1. INSTITUTO DOS REGISTOS E DO NOTARIADO IP [doravante Requerido], invocando o disposto no art. 150.º do Código de Processo nos Tribunais Administrativos [CPTA], peticiona a admissão do recurso de revista por si interposto do acórdão de 20.10.2021 do Tribunal Central Administrativo Sul [doravante TCA/S] [cfr. fls. 233/251 - paginação «SITAF» tal como as ulteriores referências à mesma, salvo expressa indicação em contrário], que, na presente ação urgente de intimação para proteção de direitos, liberdades e garantias, intentada por A………… [doravante Requerente] no Tribunal Administrativo de Círculo de Lisboa [doravante TAC/LSB], decidiu «conceder parcial provimento ao recurso, intimando o requerido … a deferir o pedido de urgência formulado pelo requerente … nos termos do art. 41.º do RNP, iniciando a respetiva tramitação e diligenciando pela sua decisão, com prioridade sobre os demais, sem prejuízo de outros pedidos anteriores cuja urgência haja sido deferida».

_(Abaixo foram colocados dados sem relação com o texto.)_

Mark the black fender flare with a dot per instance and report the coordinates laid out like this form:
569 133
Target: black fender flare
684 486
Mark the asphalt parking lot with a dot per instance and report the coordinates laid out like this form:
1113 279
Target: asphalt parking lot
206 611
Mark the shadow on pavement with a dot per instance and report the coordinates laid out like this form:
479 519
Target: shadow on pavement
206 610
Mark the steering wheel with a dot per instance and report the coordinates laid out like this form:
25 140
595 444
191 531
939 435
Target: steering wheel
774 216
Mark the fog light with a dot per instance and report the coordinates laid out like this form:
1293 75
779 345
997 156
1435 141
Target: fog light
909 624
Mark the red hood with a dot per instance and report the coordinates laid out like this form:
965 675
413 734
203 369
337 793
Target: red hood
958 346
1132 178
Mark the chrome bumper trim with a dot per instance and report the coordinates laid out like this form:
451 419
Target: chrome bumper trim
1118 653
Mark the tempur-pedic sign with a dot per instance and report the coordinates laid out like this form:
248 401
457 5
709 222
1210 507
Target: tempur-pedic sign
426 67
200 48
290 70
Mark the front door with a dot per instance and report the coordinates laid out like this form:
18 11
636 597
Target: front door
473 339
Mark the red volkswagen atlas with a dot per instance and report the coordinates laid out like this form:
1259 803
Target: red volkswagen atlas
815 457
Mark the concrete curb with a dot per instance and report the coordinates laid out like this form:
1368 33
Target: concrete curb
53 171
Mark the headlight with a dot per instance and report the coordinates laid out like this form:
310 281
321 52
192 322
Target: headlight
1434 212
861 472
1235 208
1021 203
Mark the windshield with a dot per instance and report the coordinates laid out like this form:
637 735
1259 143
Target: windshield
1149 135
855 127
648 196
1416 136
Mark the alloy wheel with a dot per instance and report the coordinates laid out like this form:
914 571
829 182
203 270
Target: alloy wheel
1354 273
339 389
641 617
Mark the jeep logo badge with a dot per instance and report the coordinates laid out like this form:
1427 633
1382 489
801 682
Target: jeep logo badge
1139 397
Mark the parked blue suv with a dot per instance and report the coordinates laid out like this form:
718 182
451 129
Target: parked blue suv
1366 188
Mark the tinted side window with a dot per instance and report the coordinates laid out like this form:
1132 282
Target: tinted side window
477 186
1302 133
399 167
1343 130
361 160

2. Motiva a necessidade de admissão do recurso de revista [cfr. fls. 259/272] na relevância jurídica e social fundamental da questão e, bem assim, para efeitos de «uma melhor aplicação do direito», invocando, mormente, a incorreta aplicação dos princípios constitucionais da igualdade e proporcionalidade [art. 266.º da Constituição da República Portuguesa (CRP)] e dos arts. 41.º do Regulamento da Nacionalidade Portuguesa [RNP] e 128.º do Código de Procedimento Administrativo [CPA/2015], devendo, ainda, ser julgadas procedentes as exceções inominadas invocadas [arts. 89.º, n.ºs 1, 2 e 4 «entre outras» do CPTA e 576.º e 577.º do Código do Processo Civil (CPC/2013)].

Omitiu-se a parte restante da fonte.